Do we really need a sign?
You can’t see the forest because of the trees. Come on, open your eyes. You never find what you’re not looking for. We often hear about how important our eyesight is for a variety of things, but do we use it well enough considering that not everyone has the gift of sight?
One of the things I always try to reinforce to the students I teach driving at Young Drivers of Canada is to learn how to use their eyes effectively while driving. Learning to look ahead and predict what may happen and then respond early is the key to safe driving. But, do we always need signs to help warn us of dangerous intersections? Is it the intersection that’s dangerous or what the driver does at the intersection that’s dangerous?
I’ve seen a few signs like this one over the years and have often wondered if that sign changes how drivers treat the intersection. Do the drivers slow down a bit more and scan for other drivers just because the sign is there? Do we need a sign telling us that a certain intersection is dangerous or not? The interesting thing was that this sign was quite high up the pole and was in a poorly lit area. If I had to look away to read the sign at the wrong time, I could be late checking to see if the intersection was clear and a possible crash could occur.
The other thing to think about is why only have these signs at a few intersections? Why not at all of them? Would those signs lower the crash rate at intersections? Maybe those signs have caused some of the crashes because they became a distraction since drivers would have to look away from the driving task to read it? Who knows?
What I do know is that as drivers we need to rely upon our own effective seeing habits to warn us of potential danger. We need to continually look for potential dangers and respond early just in case it may affect us and not rely on a sign predicting trying to do it for us.
The same can be said about all the other signs such as those for children at play, school zones, pedestrian crossings, horse and buggy, horse and rider, or “Share the road” signs with bicycles on them.

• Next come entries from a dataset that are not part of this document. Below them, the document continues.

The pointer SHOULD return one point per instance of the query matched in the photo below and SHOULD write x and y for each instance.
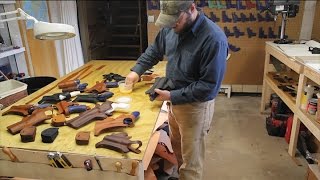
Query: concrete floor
(238, 146)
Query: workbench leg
(265, 88)
(294, 136)
(266, 92)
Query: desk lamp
(43, 30)
(288, 8)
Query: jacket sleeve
(212, 69)
(153, 54)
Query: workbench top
(65, 141)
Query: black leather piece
(162, 83)
(49, 135)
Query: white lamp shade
(53, 31)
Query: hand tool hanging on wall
(250, 5)
(259, 6)
(235, 17)
(261, 33)
(271, 34)
(239, 5)
(268, 17)
(260, 17)
(243, 17)
(237, 32)
(227, 32)
(214, 18)
(225, 17)
(250, 32)
(229, 4)
(252, 18)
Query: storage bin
(12, 91)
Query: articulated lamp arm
(23, 16)
(43, 30)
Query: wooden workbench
(306, 75)
(34, 154)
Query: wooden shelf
(312, 74)
(305, 73)
(286, 97)
(310, 122)
(11, 52)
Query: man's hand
(164, 95)
(132, 78)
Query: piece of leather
(82, 137)
(28, 134)
(67, 84)
(62, 106)
(165, 139)
(22, 110)
(149, 77)
(162, 83)
(109, 122)
(96, 113)
(58, 120)
(119, 142)
(49, 135)
(99, 87)
(38, 116)
(163, 152)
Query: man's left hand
(164, 95)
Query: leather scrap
(82, 137)
(28, 134)
(119, 142)
(99, 87)
(162, 83)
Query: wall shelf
(11, 52)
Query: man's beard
(187, 26)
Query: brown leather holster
(96, 113)
(99, 87)
(22, 110)
(124, 120)
(119, 142)
(38, 116)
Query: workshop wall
(43, 53)
(246, 64)
(316, 24)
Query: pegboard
(248, 26)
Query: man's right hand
(132, 77)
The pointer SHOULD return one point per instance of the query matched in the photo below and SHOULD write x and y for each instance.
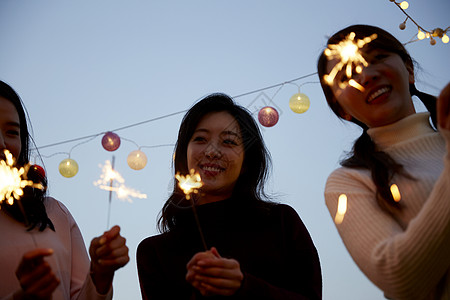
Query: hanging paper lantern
(110, 141)
(268, 116)
(137, 160)
(299, 103)
(68, 168)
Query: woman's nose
(212, 151)
(2, 146)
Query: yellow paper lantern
(137, 160)
(68, 168)
(299, 103)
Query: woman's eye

All our Drivers should expect that intersections are dangerous (80% of all collisions occur at intersections.). All of our streets and roads are likely to have bikes on them, some more often than others. In rural areas the roads are much more likely to have horses, with or without a vehicle in tow; even Toronto Police still keep a mounted unit. But beyond horses, slow moving farm equipment is often using rural roads as well. All kinds of vehicle types and users are found on our city and town streets.
Residential streets are very likely to have families, and therefore kids “at play”. Our streets should be designed to make school zones obvious without the need for special signs; same with should pedestrian crossings.
The biggest part of the blame lies squarely with bad behaviour which too many of the drivers that we’ve had, these bad drivers have made their communities feel these signs to be necessary. A smaller part of the blame lies with the courts, who have tolerated poor driver behaviour unless specifically signed otherwise.The last part of the blame lies with the rest of us for allowing “traffic engineers” to re-design all of our streets and roads to look so much alike, everywhere, (and to the point that the streets and roads are often seen as synonymous) that drivers feel that they can always drive the same way everywhere.
I am frequently telling people that there are no bad intersections, only bad drivers. We had a new road built a few years ago, and in the first year there were 22 collisions at one intersection along its route. I know there were 22, because there was a sign posted keeping count of them.
Comments heard were that this was a “bad intersection” that had “poor visibility.” I take my YD students through that intersection, then go around the block and approach it from the cross street. In both cases we have ample opportunity to watch other vehicles enter (often without stopping first) the intersection, or approach the intersection.
My students fail to understand how people can claim there is poor visibility, when they can see vehicles in or approaching the intersection over a half-kilometre away.
As I tell them, the visibility is poor if you fail to look first.